Historical Archaeology

First Advisor

John M. Steinberg

Second Advisor

Heather B. Trigg

Third Advisor

Dennis Piechota

Abstract

Saga accounts describe Viking Age Iceland as an egalitarian society of independent household farms. By the medieval period, the stateless, agriculturally marginal society had become highly stratified in exploitative landlord-tenant relationships. Classical economists place the origin of differential wealth in unequal access to resources that are unevenly distributed across the landscape. This irregularity is manifested archaeologically as spatial variations in buried soil horizons, which are addressed through thousands of soil cores recorded across Langholt in support of the Skagafjörður Archaeological Settlement Survey.
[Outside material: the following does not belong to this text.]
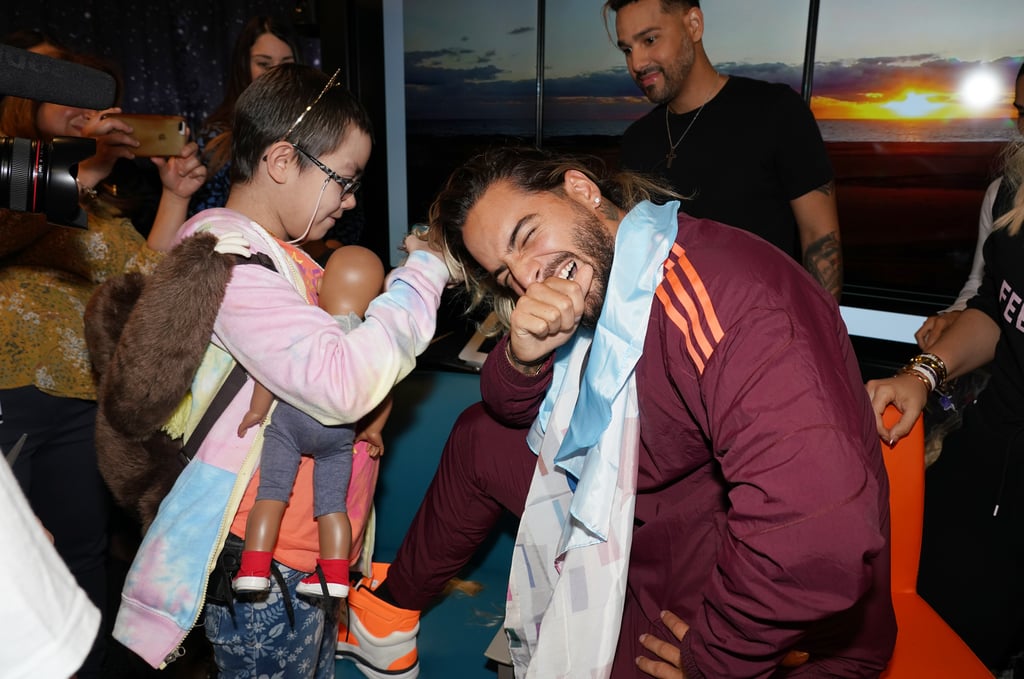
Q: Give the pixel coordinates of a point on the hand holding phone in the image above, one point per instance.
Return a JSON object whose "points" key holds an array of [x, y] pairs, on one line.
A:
{"points": [[158, 135]]}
Soil accumulation rates, a proxy for land quality, are derived from tephrochronology and correlated with archaeological and historical data to describe relationships between local environmental conditions, farm size, and farm settlement order. Spatial variations in soil accumulation rate are inherent, persistent, and magnified by environmental decline. Settling early on high-quality land leads to long-term success, while farmers who settle later, or on more marginal land, can maintain high status by leveraging alternate sources of wealth to gain control over more productive agricultural land. Subtle differences in the rate of soil accumulation lead to large differences in the wealth of farmsteads during the Viking Age on Langholt in Skagafjörður, Iceland.